True and False

“United We Stand,” a documentary film intended to cover political history from Versailles to Pearl Harbor, is worth seeing by anyone, but especially I would advise it for the people who made the newsreels from which this picture was culled. The average person will find nothing in it that he didn’t know, see or hear of before, but the conquests of Poland, Czecho-Slovakia, Ethiopia, Spain and the partial conquest of China should be seen again if only to get sick and revolted at what we allowed. Whereas much of the film is seriously lacking in detail—the results without the causes—the Chungking sequence, with all of its human slaughter, the people working to protect themselves from bombs without the tools to work, a child breaking up stones for mortar and nothing to use except other stones, has details that will upset you. So will the scenes of Dunkirk, which lack the heroics of rescue but show the acres of shells, railway guns, airplanes which were left behind—enough to supply an entire army. As illuminating are the scenes during the French retreat: roads choked with refugees and soldiers trying to get past, and always walking with packs and seemingly without aim. Of course there is the complete destruction which is like another world.
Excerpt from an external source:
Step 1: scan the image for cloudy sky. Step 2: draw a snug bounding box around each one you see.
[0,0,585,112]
The rest is pageantry. The marriage of Juliana to Bernhard, Sir John Simon walking hurriedly into Number 10 Downing Street, the coronation of at least a dozen puppets, glimpses of important people’s faces, which are disappointing because they are too negligible to be informative. The only illuminating portrait is that of Mussolini, with theatrical bombast and hand gestures so oddly unsynchronized. A few shots of Hitler are also interesting but more familiar.
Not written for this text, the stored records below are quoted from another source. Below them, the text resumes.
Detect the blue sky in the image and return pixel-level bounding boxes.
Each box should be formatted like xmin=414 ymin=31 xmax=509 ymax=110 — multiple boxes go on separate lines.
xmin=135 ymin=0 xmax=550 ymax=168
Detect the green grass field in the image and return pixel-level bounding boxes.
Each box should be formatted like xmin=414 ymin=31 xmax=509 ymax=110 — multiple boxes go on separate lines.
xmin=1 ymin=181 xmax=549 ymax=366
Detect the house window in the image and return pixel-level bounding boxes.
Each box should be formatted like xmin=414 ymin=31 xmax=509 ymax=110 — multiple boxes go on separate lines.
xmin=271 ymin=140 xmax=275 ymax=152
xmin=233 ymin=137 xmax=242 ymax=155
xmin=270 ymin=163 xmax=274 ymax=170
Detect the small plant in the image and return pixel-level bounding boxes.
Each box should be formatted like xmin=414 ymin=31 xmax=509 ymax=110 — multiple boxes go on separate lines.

But so much of this film is on top of the headlines, where it is misleading, that if people who saw the original newsreels had had no other information, and many of them undoubtedly had not, they must have formed grotesquely inaccurate ideas of what was going on. For instance, the coverage of the Spanish war in this picture contains only the statement that there was dissension within the country—nothing of the meaning of the dissension. A mere shot of Gandhi and no mention of what he stood for, nor of any other part of the Indian problem. Appeasers are simply labeled men who wanted peace, which they did, but other things as well, and of these things there is no mention. The French and British statesmen are shown leaving the 1939 negotiations with the Russians, with no pertinent information given about who held out for what. This presentation throughout the whole picture of results without causes argues very well the theory that disunity, which is a result, brought on the present war. It would seem more appropriate to have shown the bases of disunity. It always has seemed inevitable in newsreels that if something was to be said about Rumania, for example, it was said about Crown Prince Michael, who was only one of several million Rumanians, and with perhaps less significant problems. So that this particular resumé of world history is just who happened to be wearing the crown when.

Walter Wanger’s movie, “Eagle Squadron,” is so timely it has Quentin Reynolds in it for the first few minutes. According to Mr. Reynolds, this movie is the story of the Americans who went over to England a year ago to fly for the RAF, “the boys who didn’t wait for the stab in the back.” Following Mr. Reynolds there are some shots of these Americans, and then the movie gets off—no more surprises, just typical movieland blah.